Of the 511 children administered at least 2 screening tests, 216 (42%) had false-positive results (they failed 1 or more of the screens but were not found to have disabilities) and 219 (43%) had true-negative results (they passed all screens and were not found to have disabilities). Of the remaining 76, 44 (9%) had true-positive results (they failed 1 or more screens and had disabilities) and 32 (6%) had false-negative results (they passed all screens but had disabilities). The false-positive and false-negative rates are higher than those found in most screening test studies because they reflect the combined errors across all screens. Table 3 shows the rates for each screen. In comparing only those with 1 or more false-positive scores with those with true-negative scores, children with false-positive scores performed significantly lower on diagnostic measures of adaptive behavior (t428 = 5.56; P<.001), language (t429 = 6.96; P<.001), intelligence (t434 = 9.47; P<.001), and academic achievement (t348 = 7.57; P<.001). The quotients produced for each measure, ie, standard scores with means of 100 and SDs of 15, averaged 9 to 14 points lower for children with false-positive scores than for children with true-negative scores (>7 points difference represents half of an SD and an ecologically significant difference in classroom performance). When viewing the likelihood of scoring below the 25th percentile on diagnostic measures (the cutoff used for placement in remedial reading and math programs under Title I), children with false-positive scores had a relative risk of 2.6 in adaptive behavior (95% confidence interval [CI], 1.67-4.21) (42% vs 19% in the true-negative group), 3.1 in language skills (95% CI, 1.90-5.20) (32% vs 11% in the true-negative group), 6.7 on intelligence tests (95% CI, 3.28-13.50) (26% vs 9% in the true-negative group), and 4.9 on academic measures (95% CI, 2.61-9.28) (35% vs 9% in the true-negative group).
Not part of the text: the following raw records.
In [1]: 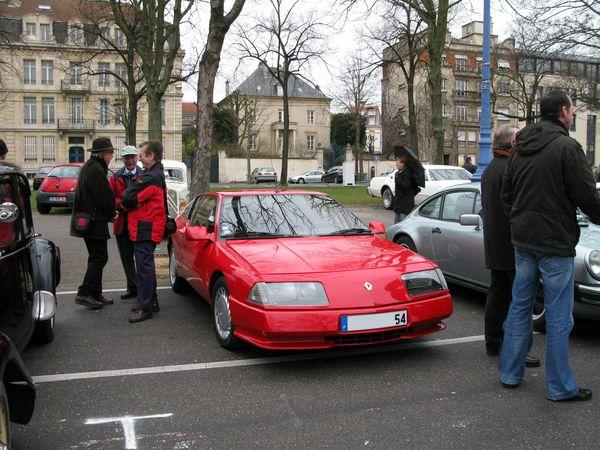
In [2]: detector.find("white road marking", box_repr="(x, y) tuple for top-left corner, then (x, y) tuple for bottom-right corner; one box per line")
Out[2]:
(56, 286), (171, 295)
(33, 334), (485, 384)
(85, 413), (173, 450)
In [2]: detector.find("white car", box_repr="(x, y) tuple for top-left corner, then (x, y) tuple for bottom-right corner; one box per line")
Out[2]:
(288, 170), (325, 184)
(367, 165), (471, 209)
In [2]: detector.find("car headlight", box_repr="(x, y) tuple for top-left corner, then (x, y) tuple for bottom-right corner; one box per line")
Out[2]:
(248, 282), (329, 306)
(402, 269), (448, 297)
(584, 250), (600, 280)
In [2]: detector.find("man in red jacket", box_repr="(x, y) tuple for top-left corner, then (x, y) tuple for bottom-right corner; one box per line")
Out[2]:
(121, 140), (167, 323)
(110, 145), (142, 300)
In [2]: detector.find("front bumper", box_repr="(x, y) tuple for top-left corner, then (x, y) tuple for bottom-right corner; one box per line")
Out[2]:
(36, 190), (75, 206)
(230, 293), (452, 350)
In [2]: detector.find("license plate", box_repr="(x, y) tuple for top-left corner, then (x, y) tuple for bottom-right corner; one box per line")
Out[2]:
(340, 309), (408, 333)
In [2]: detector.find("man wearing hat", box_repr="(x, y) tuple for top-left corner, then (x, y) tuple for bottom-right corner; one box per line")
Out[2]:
(71, 137), (116, 309)
(110, 145), (142, 300)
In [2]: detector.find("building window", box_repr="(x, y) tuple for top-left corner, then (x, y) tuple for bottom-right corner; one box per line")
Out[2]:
(586, 115), (596, 164)
(23, 97), (37, 124)
(42, 97), (54, 123)
(454, 56), (469, 71)
(23, 59), (35, 84)
(24, 136), (37, 162)
(454, 106), (469, 122)
(42, 136), (56, 162)
(40, 23), (52, 42)
(42, 60), (54, 85)
(98, 63), (110, 86)
(25, 23), (36, 38)
(306, 110), (315, 125)
(306, 135), (315, 152)
(98, 98), (110, 125)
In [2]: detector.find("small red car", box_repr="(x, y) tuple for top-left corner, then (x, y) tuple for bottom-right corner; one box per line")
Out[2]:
(168, 190), (452, 350)
(36, 163), (83, 214)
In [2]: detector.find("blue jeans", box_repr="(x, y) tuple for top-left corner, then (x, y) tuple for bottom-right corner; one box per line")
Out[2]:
(499, 248), (579, 400)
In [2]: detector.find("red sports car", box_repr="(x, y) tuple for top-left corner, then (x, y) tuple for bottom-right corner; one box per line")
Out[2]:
(168, 190), (452, 350)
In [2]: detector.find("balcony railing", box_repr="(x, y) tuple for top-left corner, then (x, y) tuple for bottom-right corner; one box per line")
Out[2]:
(58, 119), (96, 131)
(60, 80), (90, 93)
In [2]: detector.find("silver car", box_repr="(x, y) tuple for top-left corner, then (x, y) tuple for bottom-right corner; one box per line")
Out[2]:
(386, 183), (600, 329)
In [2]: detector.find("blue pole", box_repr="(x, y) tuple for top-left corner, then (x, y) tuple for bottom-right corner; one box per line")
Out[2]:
(471, 0), (492, 181)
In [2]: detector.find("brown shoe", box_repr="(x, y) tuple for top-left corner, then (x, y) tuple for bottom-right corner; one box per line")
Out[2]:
(75, 294), (104, 309)
(96, 294), (115, 305)
(129, 309), (152, 323)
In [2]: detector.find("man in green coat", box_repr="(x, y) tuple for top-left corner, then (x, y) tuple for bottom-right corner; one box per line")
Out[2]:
(71, 137), (116, 309)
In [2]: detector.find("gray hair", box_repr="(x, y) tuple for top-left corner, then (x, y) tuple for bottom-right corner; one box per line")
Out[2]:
(492, 124), (519, 150)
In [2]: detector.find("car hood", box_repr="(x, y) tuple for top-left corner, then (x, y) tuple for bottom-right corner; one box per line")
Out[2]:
(227, 236), (431, 275)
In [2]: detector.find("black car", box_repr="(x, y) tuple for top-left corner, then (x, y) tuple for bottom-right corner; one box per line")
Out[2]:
(0, 162), (60, 442)
(321, 166), (344, 183)
(33, 166), (54, 191)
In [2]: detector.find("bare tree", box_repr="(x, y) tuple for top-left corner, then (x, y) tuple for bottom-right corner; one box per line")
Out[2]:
(190, 0), (245, 194)
(335, 53), (375, 176)
(237, 0), (329, 185)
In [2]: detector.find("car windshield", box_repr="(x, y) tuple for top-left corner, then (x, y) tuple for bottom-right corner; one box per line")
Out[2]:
(429, 168), (471, 181)
(165, 167), (185, 183)
(219, 194), (371, 239)
(48, 166), (80, 178)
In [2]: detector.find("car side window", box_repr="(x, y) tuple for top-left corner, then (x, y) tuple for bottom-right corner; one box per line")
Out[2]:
(442, 191), (475, 222)
(419, 195), (442, 219)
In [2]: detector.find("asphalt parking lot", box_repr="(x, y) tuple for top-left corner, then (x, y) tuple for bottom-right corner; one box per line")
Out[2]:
(13, 207), (600, 449)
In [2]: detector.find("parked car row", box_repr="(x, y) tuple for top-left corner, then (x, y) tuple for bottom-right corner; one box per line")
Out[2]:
(0, 162), (60, 442)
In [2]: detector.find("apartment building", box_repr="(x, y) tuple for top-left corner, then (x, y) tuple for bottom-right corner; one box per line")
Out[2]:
(0, 0), (182, 174)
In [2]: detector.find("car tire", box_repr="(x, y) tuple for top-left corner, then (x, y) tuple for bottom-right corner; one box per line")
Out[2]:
(169, 244), (189, 294)
(212, 277), (240, 350)
(0, 382), (11, 448)
(32, 317), (54, 344)
(381, 187), (394, 209)
(394, 234), (417, 252)
(37, 203), (52, 214)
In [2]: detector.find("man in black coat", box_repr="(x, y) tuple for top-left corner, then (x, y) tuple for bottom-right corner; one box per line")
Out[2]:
(71, 138), (116, 309)
(481, 125), (540, 367)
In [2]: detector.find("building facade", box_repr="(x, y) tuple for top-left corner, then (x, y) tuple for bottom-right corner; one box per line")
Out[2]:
(381, 22), (600, 164)
(0, 0), (182, 174)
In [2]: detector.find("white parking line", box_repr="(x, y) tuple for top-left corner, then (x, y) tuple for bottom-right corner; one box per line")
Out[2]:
(33, 335), (484, 383)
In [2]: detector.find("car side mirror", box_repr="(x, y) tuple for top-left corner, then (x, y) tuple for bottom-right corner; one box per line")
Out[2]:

Overall, 70% (n = 151) of the children with false-positive results scored below the 25th percentile on 1 or more diagnostic measures, in contrast with 29% (n = 64) of the children with true-negative scores (odds ratio, 5.6; 95% CI, 3.73-8.49). Table 4 shows performance on diagnostic measures across all 4 groups.
Do children with false-positive scores differ in other ways from children with true-negative scores? To test this, children with false-positive scores were compared on sociodemographic variables with children with true-negative scores. Children with false-positive scores were an average of 4 months older than those with true-negative scores (t434 = 2.57; P>.01), were more likely to be nonwhite (χ2 = 22.35; P<.001) (47% vs 25% in the true-negative group), and were more likely to have parents who had not graduated from high school (χ2 = 5.09; P<.02) (16% vs 9% in the true-negative group). Even after adjusting (via analysis of covariance) for sociodemographic differences between groups, performance on adaptive behavior, language, intelligence, and academic achievement of children with false-positive scores continued to be significantly lower than that of children with true-negative scores (F5,334 = 29.41, 22.43, 21.47, and 12.56, respectively; P<.001).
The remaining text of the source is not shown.